Phantoms walk a tightrope on the invisible boundaries of the telecommunication matrix. Voices fade in and out, escaping from battery driven cellular phone conversations, only to be linked into the new party lines – a kind of uninvited techno-seance. Non-functional "interstitial" spaces of deconstructivist buildings are vector holding-pens for the lost souls of past-claimed territories – literal dead-ends. Inhabitancy is secondary to the allure of the camera – buildings built to be documented making them hyper-real; it is architecture that makes itself. Light and form trapped between the dead space and the moving; occasionally defined by the unexpected … an image or a suggested narrative.

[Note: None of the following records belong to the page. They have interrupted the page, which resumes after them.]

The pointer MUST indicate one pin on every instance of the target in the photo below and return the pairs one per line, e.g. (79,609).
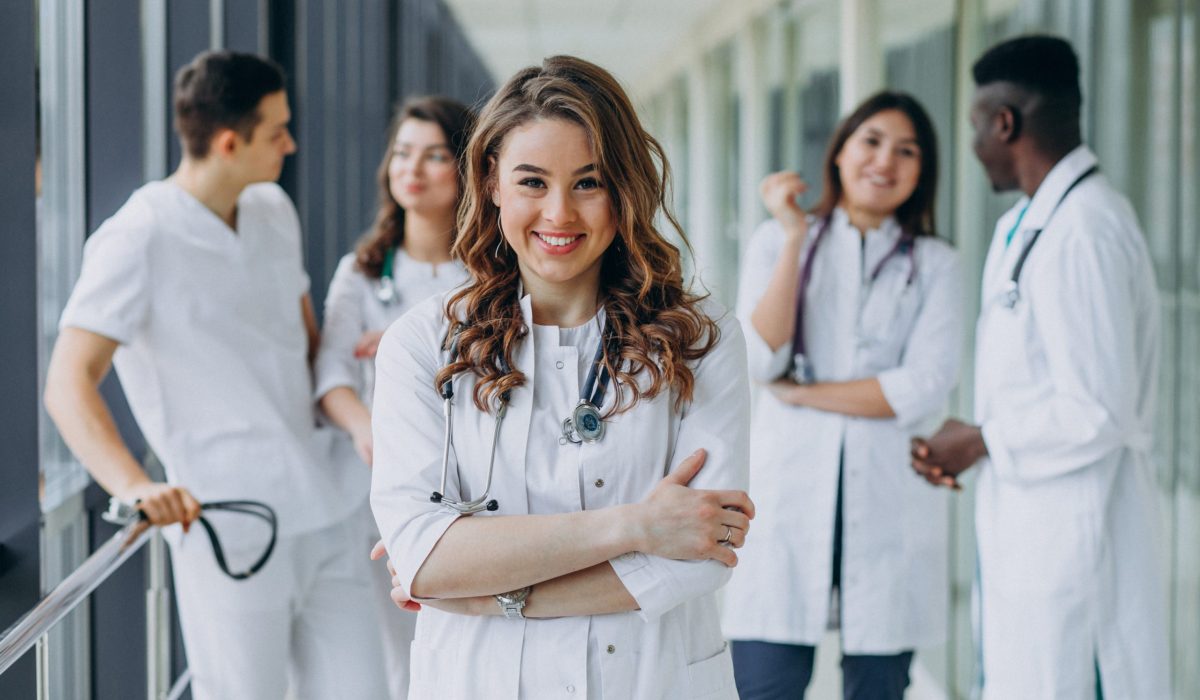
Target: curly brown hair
(388,229)
(658,325)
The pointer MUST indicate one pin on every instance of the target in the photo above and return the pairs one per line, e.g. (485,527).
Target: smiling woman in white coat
(853,321)
(401,261)
(561,447)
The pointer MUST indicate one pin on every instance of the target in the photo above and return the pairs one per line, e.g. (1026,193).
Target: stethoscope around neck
(120,513)
(802,366)
(385,288)
(1012,288)
(585,424)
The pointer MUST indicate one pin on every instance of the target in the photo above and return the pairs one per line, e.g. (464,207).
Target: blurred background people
(1067,353)
(196,292)
(563,384)
(853,323)
(401,261)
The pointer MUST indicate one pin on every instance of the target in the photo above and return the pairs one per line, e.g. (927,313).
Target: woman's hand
(779,195)
(478,605)
(367,345)
(679,522)
(163,503)
(399,596)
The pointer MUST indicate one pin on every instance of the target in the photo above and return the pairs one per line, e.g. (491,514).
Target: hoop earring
(501,240)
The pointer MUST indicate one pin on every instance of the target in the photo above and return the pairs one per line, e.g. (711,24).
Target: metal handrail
(73,590)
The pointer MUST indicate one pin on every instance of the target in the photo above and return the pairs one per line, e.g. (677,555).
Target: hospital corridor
(600,350)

I cast my net by using a video 8 camera as a psychographic instrument in the Wexner Center for the Arts, at Ohio State University, designed by the architect Peter Eisenman. This mediated experience of going into every darkened nook and cranny, walking up ramps, encountering dead-ends, and framing his materials of metal, wood, glass, and stone which crisscross into right angles, led me to discover Eisenman's theory of the state of in-betweenness.
LED (light emitting diode) electronic signboards fluctuate between being the hawker and the soothsayer. Digital data runs in an accelerated bandwidth, functioning as an interface between the unconscious and the conscious states; not necessarily read, but as a visual continuum. Who is the author of these messages? Does it matter? Simulated music is omnipresent, piped into elevators, lobbies, rest rooms, and the workplace. Is the augmentation of visual and aural media to function as interference or the architect's attempt to create architecture as hyper-text?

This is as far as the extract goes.